Vaishnavi Sundar visits New Zealand for a screening-tour of her doco 'Behind the Looking Glass' - which I missed.
I was looking forward to meeting Vaishnavi Sundar, but then got sick. I'm going to need counselling.
This week just gone, the Women’s Rights Party NZ hosted Vaishnavi Sundar on what I’m told was a highly successful tour screening her documentary Behind the Looking Glass. I say “what I’m told”, because I chose that week to be unwell. Crook timing indeed! However, I gleaned from the subsequent chat that it was very much enjoyed, as was Vaishnavi’s engaging personality.
For those who haven’t yet seen it, ‘Behind the Looking Glass’ is a first-of-its-kind documentary. It allows women to finally begin publicly saying what it’s like to have been in an established relationship with a man who decides to pretend he’s a woman. These relationships can oftentimes, but not always, be longstanding and have produced children. The women and children are expected to go along with the man’s pretence in order to keep him happy at home, and therefore less likely to become a public nuisance.
There is also the strange phenomenon of all sympathy being directed towards the man, because the anguish of his ‘dysphoria’ must be unimaginable. Until recently, little to no sympathy has gone to his partner and children. They’ve been expected to bear his self-inflicted change in silence, and allow him all the room he needs to centre his single-minded desires, which they should manage their lives around as best they can. After all, it’s not like he’s abusing them, and it’s only like a bit of harmless role-play, isn’t it? Sometimes, when women have put their own wellbeing before the man’s charade, it has resulted in splitting their children’s loyalties.
Of course, there’s much more to this than the brief synopsis above. In ‘Behind the Looking Glass’, we hear details about the havoc it can wreak on the women and children caught up in what can be a truly awful situation.
Christchurch’s turn to host Vaishnavi came over the weekend just gone, for which I was noticeably absent, preferring to selfishly nurse my germs at home, rather than benevolently share them in public. Even though my scintillating company wasn’t around to carry the day, I believe she and those who escorted her around still had a great time.
Kate Sheppard House was one of their ports of call, as would be expected. Kate Sheppard is honoured here as the woman who drove the hard fight for women’s right to vote in New Zealand. We were the first self-governing country in the world where women won that right, and although there were many other women (including Māori women), women’s groups, and male allies involved in attaining that, apparently Kate Sheppard’s exceptional organising skills came into their own for this.

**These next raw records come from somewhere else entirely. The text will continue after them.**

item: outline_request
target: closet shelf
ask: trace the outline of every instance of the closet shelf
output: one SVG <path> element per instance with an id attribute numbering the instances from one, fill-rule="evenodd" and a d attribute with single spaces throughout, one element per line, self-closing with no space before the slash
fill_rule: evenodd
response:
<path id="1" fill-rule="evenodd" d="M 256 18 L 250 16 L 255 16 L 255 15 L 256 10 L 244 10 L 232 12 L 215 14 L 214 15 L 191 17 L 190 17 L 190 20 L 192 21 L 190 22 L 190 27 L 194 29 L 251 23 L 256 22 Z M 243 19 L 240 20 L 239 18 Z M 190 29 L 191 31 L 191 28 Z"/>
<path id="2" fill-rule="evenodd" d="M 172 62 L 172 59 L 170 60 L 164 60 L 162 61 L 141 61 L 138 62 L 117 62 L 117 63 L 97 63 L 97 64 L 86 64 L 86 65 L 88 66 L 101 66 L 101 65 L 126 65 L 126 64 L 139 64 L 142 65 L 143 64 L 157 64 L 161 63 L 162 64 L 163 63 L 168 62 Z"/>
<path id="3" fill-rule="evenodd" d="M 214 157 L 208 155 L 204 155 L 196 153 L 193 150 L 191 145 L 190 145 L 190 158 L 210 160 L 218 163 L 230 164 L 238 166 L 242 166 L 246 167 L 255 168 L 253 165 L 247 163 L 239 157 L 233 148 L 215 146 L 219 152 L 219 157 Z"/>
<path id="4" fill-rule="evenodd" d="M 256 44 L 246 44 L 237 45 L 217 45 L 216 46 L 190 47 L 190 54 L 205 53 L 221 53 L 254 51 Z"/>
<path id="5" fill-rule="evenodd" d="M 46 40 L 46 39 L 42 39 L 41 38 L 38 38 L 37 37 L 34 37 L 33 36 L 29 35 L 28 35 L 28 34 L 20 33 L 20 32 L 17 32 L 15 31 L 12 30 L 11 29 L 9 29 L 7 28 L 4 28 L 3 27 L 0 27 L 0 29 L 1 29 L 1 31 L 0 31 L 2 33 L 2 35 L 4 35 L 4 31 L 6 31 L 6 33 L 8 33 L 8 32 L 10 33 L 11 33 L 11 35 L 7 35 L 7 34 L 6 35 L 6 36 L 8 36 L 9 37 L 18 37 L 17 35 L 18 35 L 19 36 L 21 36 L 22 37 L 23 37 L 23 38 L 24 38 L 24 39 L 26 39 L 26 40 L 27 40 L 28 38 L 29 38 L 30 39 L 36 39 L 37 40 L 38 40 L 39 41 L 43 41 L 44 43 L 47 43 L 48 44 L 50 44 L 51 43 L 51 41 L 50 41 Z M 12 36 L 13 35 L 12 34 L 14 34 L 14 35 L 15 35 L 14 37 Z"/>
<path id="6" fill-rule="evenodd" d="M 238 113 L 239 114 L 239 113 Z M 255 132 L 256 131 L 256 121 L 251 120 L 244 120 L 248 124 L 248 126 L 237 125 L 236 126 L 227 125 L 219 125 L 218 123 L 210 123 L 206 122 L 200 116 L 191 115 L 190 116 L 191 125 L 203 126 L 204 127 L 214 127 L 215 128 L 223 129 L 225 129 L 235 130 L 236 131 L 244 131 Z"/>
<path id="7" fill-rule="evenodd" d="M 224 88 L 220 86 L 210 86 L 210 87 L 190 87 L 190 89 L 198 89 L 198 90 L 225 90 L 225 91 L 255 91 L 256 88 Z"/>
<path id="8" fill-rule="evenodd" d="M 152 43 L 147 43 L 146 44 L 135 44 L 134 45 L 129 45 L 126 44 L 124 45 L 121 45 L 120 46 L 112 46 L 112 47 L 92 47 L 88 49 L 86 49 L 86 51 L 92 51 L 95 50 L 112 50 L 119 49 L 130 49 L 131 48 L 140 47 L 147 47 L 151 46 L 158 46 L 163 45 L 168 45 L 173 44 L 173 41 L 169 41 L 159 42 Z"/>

Now, we know that no shrine to women’s achievements is complete without the neo-rainbow sullying it, don’t we? Sure enough, Kate Sheppard House has the ubiquitous neo-rainbow (im)poster marring her memory. And Georgina Beyer, a well-known cosmetically modified male to female¹ transsexual, also gets a place on the New Zealand women of significance wall. After finishing his drag queen and prostitute life, he got into politics and did a reasonably good job, as far as I know, although he still wanted to put male trannies amongst women. However, rather than being in Kate Sheppard House, maybe he could be classified as a NZ tranny of significance in the tranny hall of fame – wherever that may be - because he was never a woman.


Blowing on past those blots on the Kate Sheppard House landscape, there are true gems there from Kate Sheppard’s time. Unlike the surreptitious dealings, which we’ve discovered to our dismay, are the neo-rainbow’s way of getting what they want, these are memories of the honest hard work it took to achieve what she and others did.


It was a treat to have Vaishnavi Sundar here, even if all I could do was enjoy it vicariously. As is becoming par for the course, the Women’s Rights Party had to manage the screenings of her documentary here as secretly as possible, due to the inevitable outcry of ‘transphobia’ from all the usual suspects. This is the position into which women have now been placed.
Vaishnavi may be gone from these shores now, but I can’t imagine for one minute that it won’t be long before we hear her name mentioned again. She seems like a woman with a lot of work still to do :-)
¹ Of course, there’s no such thing as male to female, as humans cannot change their sex.
Listen to Vaishnavi’s interview on The Platform - Vaishnavi Sundar On Her Documentary 'Behind The Looking Glass'
Follow Viashnavi on X: @Vaishax
I watched this excellent film when it first hit the internet. The gaslighting from men is beyond belief. And the effects on children are totally dire. Check out the website https://childrenoftransitioners.org/ to see what men are doing to their own children to bolster their narcissism.
Well done, Katrina. An excellent overview. Sorry you had to miss meeting Vaishnavi, but for sure she will be back!